Wait Two Months, Then Check Obama's Approval Rating
Reagan, Nixon ratings fell 2 months after Iran-Contra and Watergate. Clinton was different.
President Obama's approval rating in several recently released polls suggests that the three controversies his administration is navigating have not begun to hurt him.
A CNN/ORC poll showed that 53 percent of Americans approve of the job he's doing. That is about where he stood in April, when the same poll found he had a 51 percent approval rating. A Gallup poll showed 49 percent approved of the job he's doing, and a Washington Post/ABC survey had his approval rating at 51 percent, nearly the same as his 50 percent rating in April.
Three of Obama's recent predecessors also faced second-term scandals. Watergate consumed the Nixon administration in 1973 and 1974, Iran-Contra impacted Ronald Reagan in 1986 and 1987 and the Lewinsky affair (and ensuing perjury) embarrassed Bill Clinton in 1998. In each of those instances, there was evidence that the White House had some direct involvement in the malfeasance in question. So far, the investigations into the IRS's targeting of conservative groups seeking tax-exempt status, the Benghazi attacks and the Justice Department's seizure of Associated Press phone records have not implicated the president directly.
But most Americans say they think the trio of controversies is important, according to a recent CNN/ORC poll. So, if there is a backlash for the president in the polls, when might it happen?
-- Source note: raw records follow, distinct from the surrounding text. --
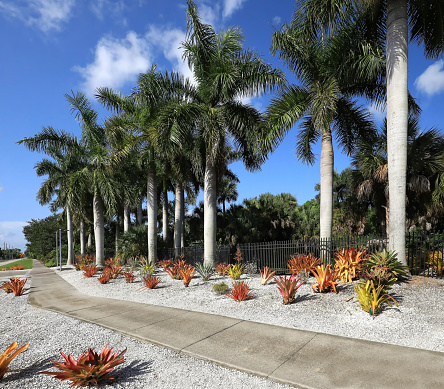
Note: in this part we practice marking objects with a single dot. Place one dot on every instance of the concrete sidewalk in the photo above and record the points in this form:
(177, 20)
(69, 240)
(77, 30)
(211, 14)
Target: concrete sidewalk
(299, 358)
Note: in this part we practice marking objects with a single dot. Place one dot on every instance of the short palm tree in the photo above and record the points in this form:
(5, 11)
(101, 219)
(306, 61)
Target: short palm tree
(66, 159)
(224, 73)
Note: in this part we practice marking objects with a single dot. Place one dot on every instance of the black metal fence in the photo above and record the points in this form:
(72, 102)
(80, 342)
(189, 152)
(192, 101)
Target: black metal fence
(425, 251)
(276, 254)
The break-in at the Watergate occurred in June 1972, five months before Nixon rode to a landslide reelection, but the scandal did not damage his approval ratings until after two aides were convicted of conspiracy in January 1973. Between January and August, his approval rating dropped from 67 percent to 31 percent after the resignation of his top staffers, attorney general and deputy attorney general. Over that time, his approval rating dropped by an average of 3 points a month, according to Gallup. Nixon's approval rating never recovered, culminating in his resignation on Aug. 9, 1974, when he left office with an approval rating of just 24 percent.
Ronald Reagan's approval rating dipped from 63 percent in October of 1986 to 47 percent in December 1986, a month after Reagan organized the special commission to investigate whether arms were traded for hostages as part of the Iran-Contra affair. His ratings rebounded slightly as Vice President George H.W. Bush began campaigning for the presidency in the summer of 1988, reaching 53 percent, according to Gallup.
The Drudge Report and Newsweek reported on Bill Clinton's affair in January 1998. Clinton's job approval actually jumped to 69 percent in a Jan. 30 Gallup survey, up from 59 percent in a poll from earlier in the month. Clinton's approval rating never dropped below 60 percent throughout 1998, and jumped 10 points from 63 percent to 73 percent in December, the highest approval of his presidency.
But while Clinton's job approval remained high throughout 1998, his personal favorability took a dive in the wake of the scandal. Gallup found his favorability dropped by five points in August, after he gave a nationally televised speech admitting he had an inappropriate relationship with Lewinsky. Clinton's favorability dropped from 60 percent a week before the speech to 55 percent a week after the address. A month later, it had fallen to 51 percent but later rebounded.